My garlic chives need a haircut. Before the chop, I thought long and hard about what to make with so many. Why not Pesto? Using the traditional basil pesto ingredients (sans garlic, I wanted to really taste the garlic chives) I made a bright punchy pesto that will be divine over pasta w/ tomatoes (local & hydroponic of course - too early for any from my garden.)
Ingredients: - 2 bunches of garlic chives, cut in thirds - 1 cup of walnuts, pulverized in the food processor - 1 cup of parm, pulverized in the food processor - olive oil to desired consistency - salt to taste
Method: - process your cheese & walnuts, then reserve in a bowl - cut chives into food processor, pulse the processor a few times - add in cheese, walnuts & a healthy pinch of salt - pulse & add olive oil until desired consistency - save in a container - top the pesto off with olive oil first - for a week or so in the fridge.
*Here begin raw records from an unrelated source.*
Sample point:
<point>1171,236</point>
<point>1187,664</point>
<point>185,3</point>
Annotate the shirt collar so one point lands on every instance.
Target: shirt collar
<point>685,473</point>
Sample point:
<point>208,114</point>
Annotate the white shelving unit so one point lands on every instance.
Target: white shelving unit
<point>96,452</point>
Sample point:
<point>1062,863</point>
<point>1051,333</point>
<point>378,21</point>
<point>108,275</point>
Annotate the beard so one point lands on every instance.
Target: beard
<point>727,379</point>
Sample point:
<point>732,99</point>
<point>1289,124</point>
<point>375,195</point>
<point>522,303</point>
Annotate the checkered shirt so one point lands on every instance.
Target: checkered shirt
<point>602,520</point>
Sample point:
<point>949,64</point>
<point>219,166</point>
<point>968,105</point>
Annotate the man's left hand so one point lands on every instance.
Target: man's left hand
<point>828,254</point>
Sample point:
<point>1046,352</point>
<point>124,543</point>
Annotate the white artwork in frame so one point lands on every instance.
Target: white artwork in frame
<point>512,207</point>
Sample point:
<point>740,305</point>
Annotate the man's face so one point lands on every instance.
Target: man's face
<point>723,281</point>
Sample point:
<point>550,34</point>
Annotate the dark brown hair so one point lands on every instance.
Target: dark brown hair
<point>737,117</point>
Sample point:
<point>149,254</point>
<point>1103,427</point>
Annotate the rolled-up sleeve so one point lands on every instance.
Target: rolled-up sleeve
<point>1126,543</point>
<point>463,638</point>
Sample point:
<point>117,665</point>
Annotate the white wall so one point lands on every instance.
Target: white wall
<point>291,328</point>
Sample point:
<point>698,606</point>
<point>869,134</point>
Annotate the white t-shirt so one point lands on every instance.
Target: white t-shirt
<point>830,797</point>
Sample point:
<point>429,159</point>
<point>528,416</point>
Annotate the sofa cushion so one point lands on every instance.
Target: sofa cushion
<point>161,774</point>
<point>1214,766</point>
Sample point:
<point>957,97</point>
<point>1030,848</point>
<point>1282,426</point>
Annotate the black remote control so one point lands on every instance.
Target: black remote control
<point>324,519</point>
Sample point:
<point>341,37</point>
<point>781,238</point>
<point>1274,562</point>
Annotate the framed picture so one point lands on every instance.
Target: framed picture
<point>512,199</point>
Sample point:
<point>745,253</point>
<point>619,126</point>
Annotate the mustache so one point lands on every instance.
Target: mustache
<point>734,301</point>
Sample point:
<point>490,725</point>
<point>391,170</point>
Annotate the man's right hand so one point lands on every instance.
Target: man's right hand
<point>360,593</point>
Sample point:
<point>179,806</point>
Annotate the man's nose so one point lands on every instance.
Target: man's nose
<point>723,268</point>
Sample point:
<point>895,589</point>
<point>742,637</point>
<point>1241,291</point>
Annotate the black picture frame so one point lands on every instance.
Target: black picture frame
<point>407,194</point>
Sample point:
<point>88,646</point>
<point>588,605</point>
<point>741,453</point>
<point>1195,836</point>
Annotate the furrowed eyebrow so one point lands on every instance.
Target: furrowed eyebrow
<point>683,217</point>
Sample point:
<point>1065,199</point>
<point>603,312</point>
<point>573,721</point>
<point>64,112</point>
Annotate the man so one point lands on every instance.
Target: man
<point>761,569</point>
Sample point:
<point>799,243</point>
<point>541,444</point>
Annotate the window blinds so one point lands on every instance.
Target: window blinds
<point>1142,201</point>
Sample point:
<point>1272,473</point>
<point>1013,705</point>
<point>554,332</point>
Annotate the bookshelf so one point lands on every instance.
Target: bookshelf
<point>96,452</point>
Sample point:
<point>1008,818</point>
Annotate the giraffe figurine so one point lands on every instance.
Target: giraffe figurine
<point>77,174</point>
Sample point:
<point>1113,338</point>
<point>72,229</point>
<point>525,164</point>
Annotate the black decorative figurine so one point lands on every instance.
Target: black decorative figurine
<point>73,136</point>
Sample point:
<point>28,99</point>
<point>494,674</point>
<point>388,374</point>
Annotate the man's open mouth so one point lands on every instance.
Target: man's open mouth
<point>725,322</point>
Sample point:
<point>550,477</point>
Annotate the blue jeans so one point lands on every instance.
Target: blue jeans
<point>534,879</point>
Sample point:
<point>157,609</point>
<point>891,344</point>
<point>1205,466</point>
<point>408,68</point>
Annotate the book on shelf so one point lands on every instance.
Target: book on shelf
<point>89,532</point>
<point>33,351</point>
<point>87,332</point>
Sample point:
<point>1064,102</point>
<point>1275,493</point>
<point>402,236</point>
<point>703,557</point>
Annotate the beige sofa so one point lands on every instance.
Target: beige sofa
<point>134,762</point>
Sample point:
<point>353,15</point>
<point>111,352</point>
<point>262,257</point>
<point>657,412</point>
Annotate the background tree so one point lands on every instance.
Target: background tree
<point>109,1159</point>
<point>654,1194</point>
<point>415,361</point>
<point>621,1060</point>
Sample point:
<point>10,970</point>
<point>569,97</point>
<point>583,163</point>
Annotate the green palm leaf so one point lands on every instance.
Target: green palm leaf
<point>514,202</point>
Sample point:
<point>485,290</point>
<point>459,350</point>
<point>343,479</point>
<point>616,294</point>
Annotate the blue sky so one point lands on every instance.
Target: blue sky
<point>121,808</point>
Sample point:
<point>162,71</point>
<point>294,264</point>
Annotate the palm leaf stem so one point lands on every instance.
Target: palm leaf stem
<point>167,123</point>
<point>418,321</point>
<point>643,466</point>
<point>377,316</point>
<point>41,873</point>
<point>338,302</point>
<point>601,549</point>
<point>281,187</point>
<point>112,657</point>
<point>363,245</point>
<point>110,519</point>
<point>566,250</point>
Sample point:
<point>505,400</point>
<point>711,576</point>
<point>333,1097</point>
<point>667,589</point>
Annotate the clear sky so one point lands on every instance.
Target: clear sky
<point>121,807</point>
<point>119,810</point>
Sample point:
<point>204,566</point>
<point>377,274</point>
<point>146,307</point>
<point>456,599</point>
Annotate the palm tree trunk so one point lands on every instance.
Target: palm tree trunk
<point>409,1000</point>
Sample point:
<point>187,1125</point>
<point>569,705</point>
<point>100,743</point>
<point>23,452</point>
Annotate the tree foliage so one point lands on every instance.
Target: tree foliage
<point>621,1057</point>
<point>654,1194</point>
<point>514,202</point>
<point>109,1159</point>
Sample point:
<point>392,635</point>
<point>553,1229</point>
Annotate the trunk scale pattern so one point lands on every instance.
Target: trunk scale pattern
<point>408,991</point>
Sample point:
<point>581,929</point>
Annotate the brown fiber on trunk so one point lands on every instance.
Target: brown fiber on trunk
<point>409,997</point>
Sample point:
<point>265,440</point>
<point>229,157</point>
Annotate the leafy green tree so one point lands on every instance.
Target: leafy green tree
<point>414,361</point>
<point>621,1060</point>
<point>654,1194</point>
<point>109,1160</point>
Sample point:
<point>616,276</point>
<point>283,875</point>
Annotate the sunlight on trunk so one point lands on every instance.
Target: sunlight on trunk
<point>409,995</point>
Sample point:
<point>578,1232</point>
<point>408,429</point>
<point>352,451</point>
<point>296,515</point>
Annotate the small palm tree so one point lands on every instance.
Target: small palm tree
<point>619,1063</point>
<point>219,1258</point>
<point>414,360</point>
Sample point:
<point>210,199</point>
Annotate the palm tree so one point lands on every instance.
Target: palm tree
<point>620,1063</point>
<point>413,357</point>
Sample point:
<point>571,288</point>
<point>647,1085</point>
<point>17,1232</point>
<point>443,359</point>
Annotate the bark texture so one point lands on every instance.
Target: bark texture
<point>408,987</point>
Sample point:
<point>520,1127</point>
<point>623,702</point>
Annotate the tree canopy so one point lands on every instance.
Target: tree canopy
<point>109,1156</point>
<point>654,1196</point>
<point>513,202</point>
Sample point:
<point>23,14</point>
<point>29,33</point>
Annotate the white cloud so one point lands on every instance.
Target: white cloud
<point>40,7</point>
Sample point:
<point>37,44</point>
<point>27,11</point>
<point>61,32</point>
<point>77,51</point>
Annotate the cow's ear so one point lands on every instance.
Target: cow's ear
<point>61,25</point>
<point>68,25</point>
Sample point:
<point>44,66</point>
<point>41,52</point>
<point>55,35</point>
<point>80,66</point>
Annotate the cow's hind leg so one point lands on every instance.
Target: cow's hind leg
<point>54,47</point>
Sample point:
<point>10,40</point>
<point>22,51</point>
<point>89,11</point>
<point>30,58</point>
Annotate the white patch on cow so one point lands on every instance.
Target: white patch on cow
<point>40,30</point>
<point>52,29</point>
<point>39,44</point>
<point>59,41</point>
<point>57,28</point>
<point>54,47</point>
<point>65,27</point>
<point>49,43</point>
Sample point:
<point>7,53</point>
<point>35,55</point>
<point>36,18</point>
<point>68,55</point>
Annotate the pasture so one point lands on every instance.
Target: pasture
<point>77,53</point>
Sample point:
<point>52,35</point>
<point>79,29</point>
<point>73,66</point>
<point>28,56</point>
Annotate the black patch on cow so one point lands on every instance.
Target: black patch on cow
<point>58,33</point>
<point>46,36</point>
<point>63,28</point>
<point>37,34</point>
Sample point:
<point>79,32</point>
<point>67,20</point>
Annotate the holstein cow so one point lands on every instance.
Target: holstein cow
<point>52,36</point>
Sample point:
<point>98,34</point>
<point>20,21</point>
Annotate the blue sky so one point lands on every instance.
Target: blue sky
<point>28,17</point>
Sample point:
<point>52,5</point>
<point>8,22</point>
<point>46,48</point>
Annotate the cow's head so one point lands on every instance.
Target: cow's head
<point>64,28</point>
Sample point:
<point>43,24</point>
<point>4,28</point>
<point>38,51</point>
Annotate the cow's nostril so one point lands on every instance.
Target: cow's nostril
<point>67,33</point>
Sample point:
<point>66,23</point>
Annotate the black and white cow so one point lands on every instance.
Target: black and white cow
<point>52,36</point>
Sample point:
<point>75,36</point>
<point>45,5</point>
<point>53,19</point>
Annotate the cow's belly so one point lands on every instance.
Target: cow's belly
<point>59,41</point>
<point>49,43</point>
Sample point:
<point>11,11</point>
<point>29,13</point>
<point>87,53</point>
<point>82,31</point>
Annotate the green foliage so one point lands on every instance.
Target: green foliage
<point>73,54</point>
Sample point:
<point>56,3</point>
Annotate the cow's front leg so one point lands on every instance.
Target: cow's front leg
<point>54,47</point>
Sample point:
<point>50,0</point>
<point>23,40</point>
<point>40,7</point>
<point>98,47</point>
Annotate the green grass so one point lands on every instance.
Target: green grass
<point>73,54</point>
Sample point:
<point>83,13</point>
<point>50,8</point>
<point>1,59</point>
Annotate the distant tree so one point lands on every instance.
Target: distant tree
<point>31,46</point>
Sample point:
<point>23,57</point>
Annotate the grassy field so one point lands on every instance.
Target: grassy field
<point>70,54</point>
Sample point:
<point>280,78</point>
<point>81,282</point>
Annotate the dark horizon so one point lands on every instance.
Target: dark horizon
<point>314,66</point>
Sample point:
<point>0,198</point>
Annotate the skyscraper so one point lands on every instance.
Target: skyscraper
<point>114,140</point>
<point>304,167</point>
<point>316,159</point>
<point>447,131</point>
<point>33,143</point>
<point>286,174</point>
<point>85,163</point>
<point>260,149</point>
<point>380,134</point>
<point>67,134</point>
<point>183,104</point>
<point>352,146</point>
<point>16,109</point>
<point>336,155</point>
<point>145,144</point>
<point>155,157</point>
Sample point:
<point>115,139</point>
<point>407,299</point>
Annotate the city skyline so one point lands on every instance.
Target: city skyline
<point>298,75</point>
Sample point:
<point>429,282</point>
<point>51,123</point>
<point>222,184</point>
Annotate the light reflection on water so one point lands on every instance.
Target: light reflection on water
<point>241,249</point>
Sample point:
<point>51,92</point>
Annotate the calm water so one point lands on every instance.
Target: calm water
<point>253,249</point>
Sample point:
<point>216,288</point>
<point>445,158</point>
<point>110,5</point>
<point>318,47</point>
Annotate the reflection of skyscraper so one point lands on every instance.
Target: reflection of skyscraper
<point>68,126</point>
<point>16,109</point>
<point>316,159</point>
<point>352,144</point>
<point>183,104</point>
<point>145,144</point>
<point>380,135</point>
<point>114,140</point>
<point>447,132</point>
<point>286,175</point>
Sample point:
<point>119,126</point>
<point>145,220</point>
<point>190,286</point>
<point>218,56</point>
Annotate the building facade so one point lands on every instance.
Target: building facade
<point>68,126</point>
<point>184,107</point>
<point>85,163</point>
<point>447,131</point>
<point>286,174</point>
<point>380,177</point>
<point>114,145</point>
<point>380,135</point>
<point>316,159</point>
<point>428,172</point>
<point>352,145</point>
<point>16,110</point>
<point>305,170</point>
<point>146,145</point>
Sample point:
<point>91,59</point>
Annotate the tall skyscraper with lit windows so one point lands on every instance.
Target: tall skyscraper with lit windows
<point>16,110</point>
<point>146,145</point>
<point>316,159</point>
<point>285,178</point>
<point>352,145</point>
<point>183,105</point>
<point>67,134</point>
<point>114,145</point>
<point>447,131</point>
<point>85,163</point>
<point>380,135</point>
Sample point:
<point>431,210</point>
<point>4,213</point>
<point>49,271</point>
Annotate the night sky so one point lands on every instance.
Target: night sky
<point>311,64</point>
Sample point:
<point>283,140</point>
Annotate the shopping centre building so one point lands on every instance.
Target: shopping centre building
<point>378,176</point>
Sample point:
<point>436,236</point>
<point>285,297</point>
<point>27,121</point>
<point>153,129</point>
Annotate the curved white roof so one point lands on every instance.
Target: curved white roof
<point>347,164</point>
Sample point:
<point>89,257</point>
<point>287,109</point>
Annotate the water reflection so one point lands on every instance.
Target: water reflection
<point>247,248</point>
Or freeze cubes for later use. Mine will be devoured tonight.
I've yet to see garlic chives at my farmers' markets or trader joes. Thankfully they are easy to grow & winter perfectly in the mid-Atlantic region. I grew mine from seed last autumn & transplanted them to my front porch a few weeks ago. Fingers crossed that we get some garlic chive blossoms too.
Have you started harvesting any spring herbs?